Save our servers!

Sick and tired of getting a million hits, all to the same page, which more often than not hasn’t been updated in the mean time? Want to reduce your bandwidth and server-time loads without necessarily impairing your visitors’ experience of your site?

If you haven’t ever had cause to use it, there’s a standard called ETag out there which you can probably implement using existing technology that can boost the efficiency of your content delivery a hundredfold. Along with the longer-standing HTTP header Last-Modified it can be used with compliant browser/aggregator software to drastically lower your overheads, while scarcely impacting on your non-compliant users. And although the two standards see most use in the blogosphere, they can be used for anything else from a company’s record in a directory to enormous high-resolution image feeds from astronomy laboratories.

The idea is that you embed in every outgoing page request a couple of HTTP header lines. That’s easier for the total n00b than it sounds: you can do it in one line each with, say, the PHP function header() or the Coldfusion tag <cfheader>, or even in the HTML if you don’t have that level of access, using <meta http-equiv=.../>. The point is that you set the following two flags on the “envelope” that surrounds the page you send to the browser:

Last-Modified: Wed, 15 Nov 2006 18:20:54 +0000
ETag: “78c4d3d8-1834-11dc-8314-0800200c9a66″

Typically for the first field you’ll want e.g. the latest date from your RSS feed, or the date on which a semi-static page was last edited. The second field is really up to you: if you never go back and edit posts without changing the published date then (a) well done you—there’s a space in heaven already reserved—and (b) you can just calculate ETag from the published date. It can actually be the published date if you’re a bit slack, although you might want to hash it instead, in the way that you might with passwords, to avoid any sloppy client software depending on ETags being dates.

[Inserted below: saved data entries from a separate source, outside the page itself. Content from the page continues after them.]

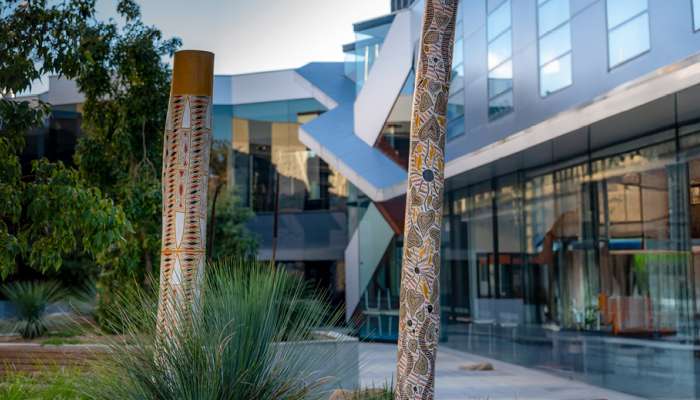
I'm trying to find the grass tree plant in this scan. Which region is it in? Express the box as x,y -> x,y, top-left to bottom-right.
1,281 -> 67,339
86,258 -> 347,400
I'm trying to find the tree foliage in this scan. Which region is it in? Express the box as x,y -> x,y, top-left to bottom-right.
209,192 -> 258,261
1,0 -> 257,328
0,0 -> 130,279
70,1 -> 180,324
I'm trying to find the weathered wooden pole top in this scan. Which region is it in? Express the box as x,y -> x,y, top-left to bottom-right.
171,50 -> 215,96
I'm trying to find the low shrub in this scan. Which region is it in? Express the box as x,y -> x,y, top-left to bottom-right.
86,258 -> 348,400
1,281 -> 67,339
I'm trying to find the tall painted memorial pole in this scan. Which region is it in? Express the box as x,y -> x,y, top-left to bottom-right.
156,50 -> 214,335
395,1 -> 458,398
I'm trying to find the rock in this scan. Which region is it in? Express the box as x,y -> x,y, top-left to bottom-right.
328,388 -> 387,400
459,362 -> 494,371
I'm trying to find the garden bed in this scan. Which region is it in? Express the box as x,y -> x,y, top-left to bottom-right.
0,342 -> 107,374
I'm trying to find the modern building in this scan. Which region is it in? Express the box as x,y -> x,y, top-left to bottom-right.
211,69 -> 349,305
14,77 -> 85,171
27,0 -> 700,397
292,0 -> 700,398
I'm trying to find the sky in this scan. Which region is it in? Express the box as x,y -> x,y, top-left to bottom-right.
27,0 -> 389,94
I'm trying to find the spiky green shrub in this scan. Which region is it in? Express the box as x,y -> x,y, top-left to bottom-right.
1,281 -> 67,339
86,258 -> 347,400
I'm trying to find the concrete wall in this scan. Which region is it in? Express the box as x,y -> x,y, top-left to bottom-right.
447,0 -> 700,162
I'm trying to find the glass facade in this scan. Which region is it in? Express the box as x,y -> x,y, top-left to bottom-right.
487,0 -> 514,119
447,2 -> 465,140
216,99 -> 348,213
606,0 -> 650,68
538,0 -> 572,96
442,90 -> 700,399
376,70 -> 414,168
351,19 -> 392,92
21,105 -> 82,172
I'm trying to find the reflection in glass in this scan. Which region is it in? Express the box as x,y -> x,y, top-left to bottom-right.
487,31 -> 512,70
447,115 -> 465,140
452,37 -> 464,69
447,88 -> 465,141
487,0 -> 511,41
488,60 -> 513,99
443,105 -> 700,398
539,23 -> 571,66
540,53 -> 572,96
592,140 -> 693,337
376,71 -> 414,168
538,0 -> 570,35
695,0 -> 700,31
607,3 -> 649,68
496,176 -> 525,299
488,90 -> 513,119
447,92 -> 465,122
607,0 -> 648,28
446,2 -> 465,141
487,0 -> 513,120
538,0 -> 571,96
230,99 -> 348,213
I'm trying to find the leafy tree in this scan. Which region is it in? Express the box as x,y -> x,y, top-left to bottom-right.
69,1 -> 180,326
207,138 -> 257,261
1,0 -> 257,329
0,0 -> 130,280
209,191 -> 258,261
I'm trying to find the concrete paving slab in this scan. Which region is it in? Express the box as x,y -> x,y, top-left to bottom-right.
359,343 -> 645,400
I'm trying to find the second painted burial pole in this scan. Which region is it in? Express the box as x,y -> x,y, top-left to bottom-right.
395,0 -> 459,399
156,50 -> 215,336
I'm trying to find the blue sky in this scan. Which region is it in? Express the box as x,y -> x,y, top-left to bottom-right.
28,0 -> 388,94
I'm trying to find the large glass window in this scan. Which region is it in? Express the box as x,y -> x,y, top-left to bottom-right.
230,99 -> 348,213
447,2 -> 465,141
606,0 -> 650,68
487,0 -> 513,119
350,18 -> 392,92
442,88 -> 700,399
495,175 -> 525,299
538,0 -> 572,96
693,0 -> 700,31
376,71 -> 414,168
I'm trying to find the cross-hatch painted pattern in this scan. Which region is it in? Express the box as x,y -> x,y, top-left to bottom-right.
396,0 -> 458,398
156,94 -> 211,334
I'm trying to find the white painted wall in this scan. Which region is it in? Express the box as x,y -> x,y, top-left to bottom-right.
344,203 -> 395,321
46,76 -> 84,105
230,69 -> 312,105
353,7 -> 420,146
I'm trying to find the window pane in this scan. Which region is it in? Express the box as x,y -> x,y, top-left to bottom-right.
448,91 -> 465,121
694,0 -> 700,31
489,90 -> 513,119
447,114 -> 465,140
488,30 -> 512,70
607,0 -> 648,28
539,23 -> 571,66
450,66 -> 464,92
453,38 -> 463,68
488,0 -> 511,41
538,0 -> 570,36
488,60 -> 513,98
540,53 -> 572,96
609,13 -> 650,67
488,0 -> 507,14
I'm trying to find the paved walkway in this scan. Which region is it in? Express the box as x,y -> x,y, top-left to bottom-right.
359,343 -> 644,400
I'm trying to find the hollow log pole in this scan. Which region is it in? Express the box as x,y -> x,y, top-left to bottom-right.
395,1 -> 458,398
156,50 -> 215,335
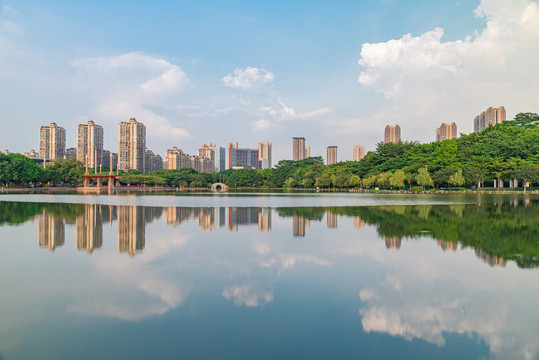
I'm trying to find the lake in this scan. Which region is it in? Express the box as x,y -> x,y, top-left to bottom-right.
0,193 -> 537,359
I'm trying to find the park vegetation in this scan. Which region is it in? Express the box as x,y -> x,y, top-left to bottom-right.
1,113 -> 538,190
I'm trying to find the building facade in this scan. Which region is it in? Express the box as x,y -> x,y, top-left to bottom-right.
77,120 -> 103,168
39,122 -> 66,160
198,143 -> 225,172
65,148 -> 77,160
229,147 -> 259,170
305,146 -> 311,159
118,118 -> 146,172
353,145 -> 365,161
436,122 -> 458,141
473,106 -> 506,132
258,142 -> 272,169
293,137 -> 306,161
144,148 -> 163,173
384,125 -> 401,144
327,146 -> 337,165
167,146 -> 213,173
102,150 -> 118,170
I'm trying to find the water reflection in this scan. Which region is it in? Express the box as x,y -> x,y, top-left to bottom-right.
1,198 -> 535,268
0,196 -> 538,359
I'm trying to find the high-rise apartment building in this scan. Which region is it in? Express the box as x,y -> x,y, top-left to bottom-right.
353,145 -> 365,161
65,147 -> 77,160
258,142 -> 272,169
39,122 -> 66,160
77,120 -> 103,168
473,106 -> 506,132
436,122 -> 458,141
118,118 -> 146,172
198,143 -> 225,172
102,150 -> 118,170
384,125 -> 401,144
167,146 -> 213,173
293,137 -> 305,161
305,146 -> 310,159
327,146 -> 337,165
144,148 -> 163,173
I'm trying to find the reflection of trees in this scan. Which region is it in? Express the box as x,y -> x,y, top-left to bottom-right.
327,199 -> 539,268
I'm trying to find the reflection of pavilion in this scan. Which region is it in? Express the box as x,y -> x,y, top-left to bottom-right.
436,240 -> 457,252
475,249 -> 506,267
384,236 -> 401,250
76,204 -> 103,253
117,206 -> 145,256
38,209 -> 65,251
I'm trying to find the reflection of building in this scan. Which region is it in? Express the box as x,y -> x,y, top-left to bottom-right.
473,106 -> 506,132
384,125 -> 401,144
118,118 -> 146,172
165,207 -> 223,231
384,236 -> 401,249
327,146 -> 337,165
327,211 -> 337,228
76,204 -> 103,253
258,208 -> 271,232
293,137 -> 305,161
475,249 -> 506,267
117,206 -> 146,256
435,122 -> 457,142
38,209 -> 65,251
354,216 -> 365,230
228,207 -> 259,231
39,122 -> 66,160
293,214 -> 306,237
353,145 -> 365,161
437,240 -> 457,252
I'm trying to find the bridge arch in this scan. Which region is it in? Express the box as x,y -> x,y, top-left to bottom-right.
211,182 -> 229,191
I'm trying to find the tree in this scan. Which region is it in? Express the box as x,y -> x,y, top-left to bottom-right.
415,167 -> 433,190
389,170 -> 406,189
448,169 -> 465,191
314,174 -> 332,188
350,175 -> 360,188
514,164 -> 539,192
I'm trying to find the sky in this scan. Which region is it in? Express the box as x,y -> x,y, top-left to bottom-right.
0,0 -> 538,162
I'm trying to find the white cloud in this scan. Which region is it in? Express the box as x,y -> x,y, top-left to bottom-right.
70,52 -> 191,146
222,283 -> 274,307
223,66 -> 274,90
357,0 -> 539,140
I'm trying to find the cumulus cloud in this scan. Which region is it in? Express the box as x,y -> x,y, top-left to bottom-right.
223,66 -> 274,90
70,52 -> 191,144
357,0 -> 539,140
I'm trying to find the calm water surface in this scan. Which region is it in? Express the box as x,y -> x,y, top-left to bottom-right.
0,193 -> 537,359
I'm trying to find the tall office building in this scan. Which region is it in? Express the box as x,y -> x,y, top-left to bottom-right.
258,142 -> 272,169
353,145 -> 365,161
39,122 -> 66,160
473,106 -> 506,132
292,137 -> 305,161
384,125 -> 401,143
77,120 -> 103,168
436,122 -> 458,141
227,142 -> 238,169
229,147 -> 259,169
305,146 -> 311,159
327,146 -> 337,165
198,143 -> 225,172
118,118 -> 146,172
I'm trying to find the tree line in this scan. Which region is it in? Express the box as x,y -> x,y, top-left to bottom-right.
1,113 -> 538,189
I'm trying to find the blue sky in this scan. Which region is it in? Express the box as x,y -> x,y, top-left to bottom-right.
1,0 -> 538,162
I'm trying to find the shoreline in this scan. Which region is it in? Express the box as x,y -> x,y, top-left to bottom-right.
0,186 -> 537,195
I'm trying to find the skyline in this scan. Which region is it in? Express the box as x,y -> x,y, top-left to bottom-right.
1,0 -> 538,161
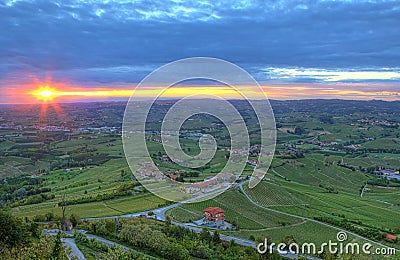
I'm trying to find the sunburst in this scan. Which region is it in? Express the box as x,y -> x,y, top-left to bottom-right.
31,86 -> 58,101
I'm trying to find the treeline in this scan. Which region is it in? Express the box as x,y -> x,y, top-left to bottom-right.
0,176 -> 53,204
11,193 -> 55,207
49,153 -> 119,170
278,152 -> 305,160
337,162 -> 400,187
74,232 -> 150,259
0,210 -> 68,259
314,216 -> 397,242
81,218 -> 285,260
60,181 -> 143,206
3,178 -> 144,209
359,148 -> 400,154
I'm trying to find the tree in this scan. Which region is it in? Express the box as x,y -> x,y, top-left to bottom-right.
294,126 -> 306,135
0,235 -> 68,259
60,194 -> 69,231
29,221 -> 40,239
165,215 -> 171,226
212,231 -> 221,245
165,242 -> 190,260
200,228 -> 212,242
0,211 -> 29,248
45,212 -> 54,221
51,232 -> 62,259
176,175 -> 185,182
15,187 -> 27,199
70,214 -> 78,227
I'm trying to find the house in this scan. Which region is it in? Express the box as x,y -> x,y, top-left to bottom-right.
203,207 -> 225,227
139,165 -> 164,180
64,220 -> 73,231
30,173 -> 43,178
168,173 -> 180,180
187,179 -> 216,193
386,234 -> 397,241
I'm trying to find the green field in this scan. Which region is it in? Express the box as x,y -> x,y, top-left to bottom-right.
168,189 -> 302,230
13,193 -> 165,218
2,100 -> 400,256
227,221 -> 345,246
166,188 -> 362,245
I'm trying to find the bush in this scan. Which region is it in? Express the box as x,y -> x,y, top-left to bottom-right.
0,210 -> 30,247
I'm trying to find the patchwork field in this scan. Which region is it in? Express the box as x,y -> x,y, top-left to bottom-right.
13,193 -> 166,218
168,189 -> 303,229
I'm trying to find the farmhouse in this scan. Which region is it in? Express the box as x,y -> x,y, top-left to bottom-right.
203,207 -> 225,227
63,220 -> 73,231
139,164 -> 164,180
186,179 -> 216,193
386,234 -> 397,241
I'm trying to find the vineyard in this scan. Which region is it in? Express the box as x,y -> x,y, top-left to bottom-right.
272,154 -> 370,194
13,193 -> 165,218
266,156 -> 400,230
168,189 -> 302,230
242,181 -> 304,207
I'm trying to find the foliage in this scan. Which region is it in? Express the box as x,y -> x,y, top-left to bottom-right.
314,216 -> 384,241
51,231 -> 63,259
0,210 -> 30,247
86,218 -> 263,260
0,210 -> 68,259
0,235 -> 69,259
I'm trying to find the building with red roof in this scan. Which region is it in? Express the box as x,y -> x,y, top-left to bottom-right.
203,207 -> 225,227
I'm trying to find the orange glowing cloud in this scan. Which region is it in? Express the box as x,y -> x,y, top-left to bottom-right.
26,83 -> 246,102
2,78 -> 399,104
21,84 -> 400,102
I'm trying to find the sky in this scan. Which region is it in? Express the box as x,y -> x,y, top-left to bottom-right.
0,0 -> 400,103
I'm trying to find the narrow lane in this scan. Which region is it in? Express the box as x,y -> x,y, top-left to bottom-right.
62,238 -> 86,260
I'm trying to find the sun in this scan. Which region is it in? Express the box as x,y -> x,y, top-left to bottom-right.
32,86 -> 58,101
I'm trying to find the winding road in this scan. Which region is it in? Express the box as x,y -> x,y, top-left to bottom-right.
238,180 -> 399,253
42,229 -> 85,260
70,179 -> 398,259
62,237 -> 86,260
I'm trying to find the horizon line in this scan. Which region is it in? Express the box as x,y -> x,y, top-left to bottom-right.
1,97 -> 399,105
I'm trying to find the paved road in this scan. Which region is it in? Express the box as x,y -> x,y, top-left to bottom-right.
82,189 -> 303,259
81,179 -> 398,258
238,180 -> 399,253
62,237 -> 86,260
76,230 -> 130,251
42,229 -> 85,260
83,187 -> 223,222
44,229 -> 157,259
76,230 -> 157,259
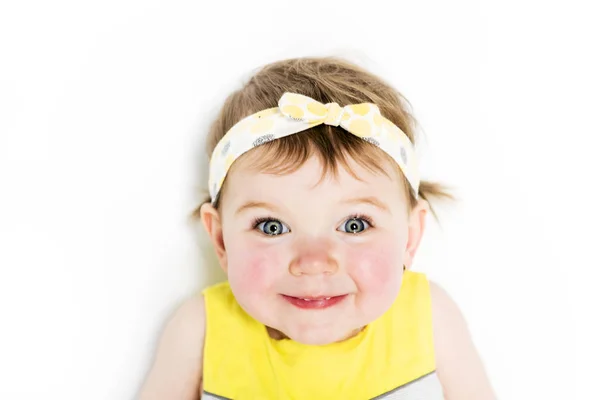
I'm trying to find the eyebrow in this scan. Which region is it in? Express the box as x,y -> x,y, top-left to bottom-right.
235,201 -> 281,216
341,196 -> 391,213
235,197 -> 390,215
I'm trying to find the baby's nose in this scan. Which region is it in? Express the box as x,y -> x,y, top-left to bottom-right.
288,251 -> 338,276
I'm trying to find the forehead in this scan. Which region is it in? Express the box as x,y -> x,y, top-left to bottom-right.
221,149 -> 406,208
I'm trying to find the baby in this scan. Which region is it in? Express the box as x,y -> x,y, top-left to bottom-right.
139,56 -> 496,399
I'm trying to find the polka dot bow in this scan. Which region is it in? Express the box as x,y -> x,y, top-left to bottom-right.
208,92 -> 420,203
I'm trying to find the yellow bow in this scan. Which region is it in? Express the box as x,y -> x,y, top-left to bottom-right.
277,92 -> 384,138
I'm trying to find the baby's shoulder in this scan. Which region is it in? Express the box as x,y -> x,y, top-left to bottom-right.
428,279 -> 452,313
176,291 -> 207,330
137,291 -> 206,398
428,279 -> 470,340
156,291 -> 207,362
428,279 -> 496,399
428,279 -> 467,351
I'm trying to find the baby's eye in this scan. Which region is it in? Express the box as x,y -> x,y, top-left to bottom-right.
338,217 -> 371,234
256,219 -> 290,236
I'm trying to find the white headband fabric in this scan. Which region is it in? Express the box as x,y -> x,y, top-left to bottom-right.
208,92 -> 420,203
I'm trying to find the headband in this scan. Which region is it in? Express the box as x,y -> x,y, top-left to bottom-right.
208,92 -> 420,203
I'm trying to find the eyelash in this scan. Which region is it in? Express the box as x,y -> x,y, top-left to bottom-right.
351,213 -> 375,228
251,214 -> 375,232
251,216 -> 283,229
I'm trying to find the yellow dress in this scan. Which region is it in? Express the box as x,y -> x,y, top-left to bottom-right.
201,270 -> 444,399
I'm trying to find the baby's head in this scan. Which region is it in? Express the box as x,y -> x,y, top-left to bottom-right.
192,57 -> 451,345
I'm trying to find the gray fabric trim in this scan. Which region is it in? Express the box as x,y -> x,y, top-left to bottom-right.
202,391 -> 231,400
370,370 -> 444,399
201,370 -> 443,399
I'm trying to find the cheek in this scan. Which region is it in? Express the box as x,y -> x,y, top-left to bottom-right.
224,237 -> 287,295
346,236 -> 405,293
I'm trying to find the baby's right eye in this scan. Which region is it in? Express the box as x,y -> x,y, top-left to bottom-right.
254,218 -> 290,236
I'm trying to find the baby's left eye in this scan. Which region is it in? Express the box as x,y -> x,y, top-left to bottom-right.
337,217 -> 371,234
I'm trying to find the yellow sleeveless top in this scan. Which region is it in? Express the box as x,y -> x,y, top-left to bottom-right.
201,271 -> 444,399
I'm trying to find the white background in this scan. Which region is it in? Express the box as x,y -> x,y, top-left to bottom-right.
1,1 -> 598,399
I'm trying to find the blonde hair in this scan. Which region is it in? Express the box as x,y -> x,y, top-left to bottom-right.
190,56 -> 453,221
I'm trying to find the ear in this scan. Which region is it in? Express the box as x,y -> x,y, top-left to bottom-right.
404,198 -> 428,269
200,202 -> 228,273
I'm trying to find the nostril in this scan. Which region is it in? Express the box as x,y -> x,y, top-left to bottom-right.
289,260 -> 338,276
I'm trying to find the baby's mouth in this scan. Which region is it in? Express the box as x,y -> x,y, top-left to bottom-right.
281,294 -> 348,309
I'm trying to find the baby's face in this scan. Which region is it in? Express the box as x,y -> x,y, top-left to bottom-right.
213,154 -> 419,345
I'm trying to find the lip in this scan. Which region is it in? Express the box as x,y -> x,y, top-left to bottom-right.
281,294 -> 348,309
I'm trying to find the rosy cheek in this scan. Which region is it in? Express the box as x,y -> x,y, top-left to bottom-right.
346,239 -> 403,293
226,240 -> 285,294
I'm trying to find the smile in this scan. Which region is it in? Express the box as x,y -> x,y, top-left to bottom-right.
281,294 -> 348,309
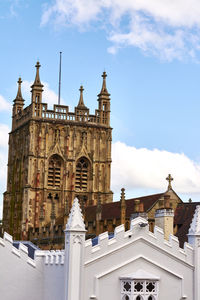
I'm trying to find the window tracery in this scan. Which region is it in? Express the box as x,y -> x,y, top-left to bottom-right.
120,279 -> 158,300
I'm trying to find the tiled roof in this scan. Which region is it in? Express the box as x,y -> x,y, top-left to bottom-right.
85,193 -> 164,221
126,193 -> 165,216
174,202 -> 199,247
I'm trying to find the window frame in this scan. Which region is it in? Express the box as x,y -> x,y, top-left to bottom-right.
120,276 -> 159,300
48,154 -> 63,188
75,157 -> 89,191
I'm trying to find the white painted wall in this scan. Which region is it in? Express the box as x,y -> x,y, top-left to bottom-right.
0,202 -> 199,300
0,233 -> 65,300
83,218 -> 194,300
0,233 -> 43,300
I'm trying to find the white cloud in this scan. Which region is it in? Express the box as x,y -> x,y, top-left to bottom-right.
22,81 -> 66,108
112,141 -> 200,195
0,124 -> 9,219
41,0 -> 200,61
0,137 -> 200,217
0,124 -> 9,148
0,95 -> 11,112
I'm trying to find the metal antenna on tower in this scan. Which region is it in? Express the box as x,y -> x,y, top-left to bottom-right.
58,52 -> 62,105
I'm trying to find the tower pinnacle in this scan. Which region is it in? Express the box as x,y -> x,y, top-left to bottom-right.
12,77 -> 24,117
15,77 -> 24,101
97,71 -> 111,125
31,61 -> 43,104
32,61 -> 43,87
99,71 -> 110,95
77,85 -> 86,107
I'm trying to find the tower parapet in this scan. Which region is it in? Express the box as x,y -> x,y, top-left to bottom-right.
12,65 -> 111,131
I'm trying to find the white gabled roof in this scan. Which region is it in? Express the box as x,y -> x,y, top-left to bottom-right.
188,205 -> 200,236
65,198 -> 86,232
119,269 -> 160,280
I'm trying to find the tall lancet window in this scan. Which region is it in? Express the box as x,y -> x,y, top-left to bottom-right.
48,154 -> 62,188
75,157 -> 89,191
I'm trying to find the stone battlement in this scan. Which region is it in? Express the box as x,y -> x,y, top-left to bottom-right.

What happens next? Well, you won’t see anything at first. But compliant software that’s visited your site before will start sending you two headers that correspond to your original submissions:

If-Modified-Since: Wed, 15 Nov 2006 18:20:54 +0000
If-None-Match: “78c4d3d8-1834-11dc-8314-0800200c9a66″

The idea is that you make sure that you can compare these to the values you’re about to send out, quite early on in your workflow. That way, if they match, you can immediately terminate all further work and just send a “304: Not Modified” HTTP header. The result? Well, with quite complex pages, involving the computation of tag clouds and term hierarchies and archive structures, you can work out quite early on whether it’s worth bothering, or whether the remote client will know exactly what to do if you just tell it, concisely, that nothing has changed since it last looked.

Word to the wise, though: if you are going to send a 304, you should also send your two headers as you always would. If you don’t then you only win out every other time, because the remote client will see the absence of ETag and Last-Modified headers and duly forget the ones it had in its cache.